Columnar Databases and SQL Server Columnstore Indexes

Lately I have been working on Vertica - a column based database from HP and I have to admit that I am amazed by its capabilities and the functionalities it offers, especially when we are talking about relatively big data. The basic difference between SQL Server and Vertica is the way they store data- SQL server being a row store database and Vertica being a column store database. With Denali, SQL Server has also come up with something on the similar lines with ColumnStore indexes (codenamed Apollo). In this article I will talk about columnar databases, how they are different from the row store databases that we use everyday and why do we need them. Also, I will try to figure out what SQL Server has to offer with Apollo and how it stands up to any other column store database.

Column store databases

A column store database is a database which stores table data as sections of columns of data rather than as rows of data. That means all the values for one particular column will be stored together and these sets of data might be distributed for different columns. Different column values for same row are linked by pointers within. When any query is run against a row store database, it fetches data from all the columns for the rows that match the query conditions. In contrast, when the same query is run against a column store database, only those columns are read which are required by the query. So if you consider a table with 30 columns and your query needs( this is often less than 15% of the columns in a typical fact table, according to a Microsoft whitepaper) only five of those fields the column store database will at least give you 6x performance over its row store counterpart (provided the data in each column is similar). Considering the fact that disk access is still the slowest operation for our computers, this becomes significant because of much lesser pages to be read from the disk. Also, the columns which are not used in the query are not loaded at all in the memory which becomes essential to avoid frequent PLE drops when dealing with large amount of data.

Also, most of the column store databases use high values of compression for the data they store. The extremely high values of compression are results of the redundancy we usually see in columns. Again, the values in the same column are invariably of the same type, unlike the data you will see in a row, thus facilitating even more compression. Most of the column store database systems use more than one type of compression schemes based on the type of values stored in the column. For instance, Vertica uses Run Length Encoding schemes to store values in a column that are highly repetitive. These encoding schemes allow the database system to compress each column separately based on the underlying data values which can’t be done in a row store database because of different types of values stored in each row for each column.

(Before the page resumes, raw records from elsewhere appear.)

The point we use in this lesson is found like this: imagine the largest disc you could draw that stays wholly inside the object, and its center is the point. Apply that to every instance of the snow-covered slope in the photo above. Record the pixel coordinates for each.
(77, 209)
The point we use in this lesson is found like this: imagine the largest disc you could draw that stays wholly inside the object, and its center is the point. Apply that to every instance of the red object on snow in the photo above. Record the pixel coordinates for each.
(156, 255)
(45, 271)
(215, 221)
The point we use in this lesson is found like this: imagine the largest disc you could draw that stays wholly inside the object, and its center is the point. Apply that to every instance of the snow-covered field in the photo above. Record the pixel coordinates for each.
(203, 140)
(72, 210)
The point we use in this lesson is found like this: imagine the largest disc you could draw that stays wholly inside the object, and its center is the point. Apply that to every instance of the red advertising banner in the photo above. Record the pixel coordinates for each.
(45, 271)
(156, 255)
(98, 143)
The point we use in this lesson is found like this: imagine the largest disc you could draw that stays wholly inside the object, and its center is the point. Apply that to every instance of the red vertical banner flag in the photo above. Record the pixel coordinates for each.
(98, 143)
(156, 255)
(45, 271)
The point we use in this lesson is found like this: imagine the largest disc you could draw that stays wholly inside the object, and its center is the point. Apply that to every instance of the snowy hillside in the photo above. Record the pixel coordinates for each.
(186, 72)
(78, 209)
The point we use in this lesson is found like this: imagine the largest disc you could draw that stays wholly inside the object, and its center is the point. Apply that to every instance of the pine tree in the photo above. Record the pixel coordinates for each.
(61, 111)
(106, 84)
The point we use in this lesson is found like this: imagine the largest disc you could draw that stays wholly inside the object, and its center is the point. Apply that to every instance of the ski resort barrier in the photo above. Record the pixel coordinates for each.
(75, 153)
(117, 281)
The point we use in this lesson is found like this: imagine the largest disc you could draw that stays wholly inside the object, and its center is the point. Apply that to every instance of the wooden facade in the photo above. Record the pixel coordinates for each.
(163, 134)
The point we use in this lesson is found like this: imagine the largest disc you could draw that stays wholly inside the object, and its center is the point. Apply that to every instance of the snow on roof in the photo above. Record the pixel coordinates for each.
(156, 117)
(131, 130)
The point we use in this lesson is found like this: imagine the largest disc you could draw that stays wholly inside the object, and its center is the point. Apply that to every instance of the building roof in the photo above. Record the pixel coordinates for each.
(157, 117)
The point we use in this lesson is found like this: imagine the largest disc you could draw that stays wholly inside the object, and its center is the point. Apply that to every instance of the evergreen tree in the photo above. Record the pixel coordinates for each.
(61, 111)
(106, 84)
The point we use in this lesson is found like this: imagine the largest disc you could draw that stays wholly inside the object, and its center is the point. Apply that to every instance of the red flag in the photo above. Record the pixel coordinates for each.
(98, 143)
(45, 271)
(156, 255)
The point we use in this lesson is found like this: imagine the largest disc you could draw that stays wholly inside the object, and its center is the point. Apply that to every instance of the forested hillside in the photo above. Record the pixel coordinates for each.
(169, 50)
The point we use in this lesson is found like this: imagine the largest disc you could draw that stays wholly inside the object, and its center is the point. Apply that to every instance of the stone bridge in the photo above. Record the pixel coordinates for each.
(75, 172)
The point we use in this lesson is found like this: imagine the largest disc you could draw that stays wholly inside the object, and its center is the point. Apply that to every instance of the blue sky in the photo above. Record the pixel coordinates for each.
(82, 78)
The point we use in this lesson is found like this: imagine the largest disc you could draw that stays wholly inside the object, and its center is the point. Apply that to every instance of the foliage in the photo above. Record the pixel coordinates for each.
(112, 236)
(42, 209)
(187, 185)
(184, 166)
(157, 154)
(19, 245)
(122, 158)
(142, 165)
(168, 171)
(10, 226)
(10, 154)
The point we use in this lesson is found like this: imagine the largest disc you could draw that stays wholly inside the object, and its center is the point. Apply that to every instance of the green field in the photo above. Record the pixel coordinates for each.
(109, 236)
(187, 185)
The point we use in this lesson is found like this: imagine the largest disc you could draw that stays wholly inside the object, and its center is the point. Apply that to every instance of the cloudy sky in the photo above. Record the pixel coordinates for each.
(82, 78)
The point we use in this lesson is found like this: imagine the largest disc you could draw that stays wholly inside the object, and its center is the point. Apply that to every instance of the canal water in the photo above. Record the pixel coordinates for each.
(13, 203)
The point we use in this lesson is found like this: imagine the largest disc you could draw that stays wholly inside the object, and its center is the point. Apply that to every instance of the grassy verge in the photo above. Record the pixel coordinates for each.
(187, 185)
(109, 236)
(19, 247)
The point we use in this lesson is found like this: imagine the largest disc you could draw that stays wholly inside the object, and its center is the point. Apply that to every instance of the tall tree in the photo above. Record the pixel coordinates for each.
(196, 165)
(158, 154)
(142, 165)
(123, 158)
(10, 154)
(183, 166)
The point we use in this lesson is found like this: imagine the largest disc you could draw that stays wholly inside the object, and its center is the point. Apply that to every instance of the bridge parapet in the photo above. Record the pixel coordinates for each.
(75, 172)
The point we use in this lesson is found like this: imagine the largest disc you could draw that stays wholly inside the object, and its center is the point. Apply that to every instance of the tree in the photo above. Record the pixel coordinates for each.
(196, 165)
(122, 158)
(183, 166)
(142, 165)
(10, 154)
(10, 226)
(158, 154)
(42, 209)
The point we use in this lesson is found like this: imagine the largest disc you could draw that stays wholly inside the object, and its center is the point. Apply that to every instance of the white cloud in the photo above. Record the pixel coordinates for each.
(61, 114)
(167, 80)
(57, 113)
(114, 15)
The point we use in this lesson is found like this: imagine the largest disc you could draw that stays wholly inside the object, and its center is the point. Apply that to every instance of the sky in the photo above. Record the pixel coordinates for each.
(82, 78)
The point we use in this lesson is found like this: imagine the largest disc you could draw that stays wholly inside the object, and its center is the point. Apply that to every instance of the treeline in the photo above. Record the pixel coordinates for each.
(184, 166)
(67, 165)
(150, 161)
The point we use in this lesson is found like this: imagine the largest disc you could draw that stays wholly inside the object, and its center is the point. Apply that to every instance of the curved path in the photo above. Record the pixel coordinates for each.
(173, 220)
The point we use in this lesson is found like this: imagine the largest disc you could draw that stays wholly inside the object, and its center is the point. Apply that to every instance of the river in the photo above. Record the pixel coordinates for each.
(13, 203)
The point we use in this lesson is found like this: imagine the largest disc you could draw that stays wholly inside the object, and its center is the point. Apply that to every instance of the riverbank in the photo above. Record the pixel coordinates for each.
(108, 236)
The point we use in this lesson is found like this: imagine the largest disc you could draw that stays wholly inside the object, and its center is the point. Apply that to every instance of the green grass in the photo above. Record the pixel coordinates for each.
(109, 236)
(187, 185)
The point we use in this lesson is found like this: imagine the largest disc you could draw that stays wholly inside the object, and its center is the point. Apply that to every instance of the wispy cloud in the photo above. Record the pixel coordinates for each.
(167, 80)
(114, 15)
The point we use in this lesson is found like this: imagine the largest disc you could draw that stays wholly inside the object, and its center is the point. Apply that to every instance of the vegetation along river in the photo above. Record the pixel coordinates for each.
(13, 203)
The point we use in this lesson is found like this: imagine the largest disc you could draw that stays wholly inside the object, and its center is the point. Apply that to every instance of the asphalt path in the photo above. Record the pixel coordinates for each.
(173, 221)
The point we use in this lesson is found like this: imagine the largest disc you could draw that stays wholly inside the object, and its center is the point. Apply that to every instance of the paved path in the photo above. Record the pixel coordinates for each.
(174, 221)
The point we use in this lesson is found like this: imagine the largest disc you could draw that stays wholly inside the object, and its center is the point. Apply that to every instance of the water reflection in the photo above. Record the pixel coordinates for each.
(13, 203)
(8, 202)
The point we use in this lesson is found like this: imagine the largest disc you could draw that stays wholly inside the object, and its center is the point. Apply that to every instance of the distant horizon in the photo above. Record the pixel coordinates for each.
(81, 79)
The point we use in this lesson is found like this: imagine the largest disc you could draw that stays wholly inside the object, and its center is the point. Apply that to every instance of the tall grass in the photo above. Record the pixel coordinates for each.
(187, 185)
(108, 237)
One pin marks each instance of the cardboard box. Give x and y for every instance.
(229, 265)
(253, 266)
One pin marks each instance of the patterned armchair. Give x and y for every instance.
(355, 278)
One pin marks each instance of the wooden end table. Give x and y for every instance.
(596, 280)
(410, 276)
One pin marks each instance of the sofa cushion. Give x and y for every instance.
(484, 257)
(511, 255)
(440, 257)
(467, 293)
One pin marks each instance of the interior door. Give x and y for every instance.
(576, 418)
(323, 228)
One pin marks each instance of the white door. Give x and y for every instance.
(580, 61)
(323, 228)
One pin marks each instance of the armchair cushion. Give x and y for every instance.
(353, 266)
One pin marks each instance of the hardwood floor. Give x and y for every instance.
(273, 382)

So if column store databases are so good, why do we use row store databases at all? Moreover, why row store databases are ruling the market when they are so inept when compared with column store databases? The point is that row store databases have their own advantages. You can’t use a column store database for a small table with hundreds of OLTP transactions per minute. A row store database will be much faster than a column store database if you want to see all the columns of the table in your resultset (because different columns are stored at different places on the disk and need multiple disk seeks). In a nutshell, there are specific use cases where you should use column store databases. The rise of column store databases has a lot to do with the rise of BI and big data. So generally column store databases should be used where traditional row based databases fail in delivering a satisfactory performance. Usually, such cases will be when you are trying to run analytic queries on significantly big data or when you need only few columns of a large table with a number of columns (a fact table for a star schema perfectly suits the description). Row store databases fail because they are just not designed for the purpose.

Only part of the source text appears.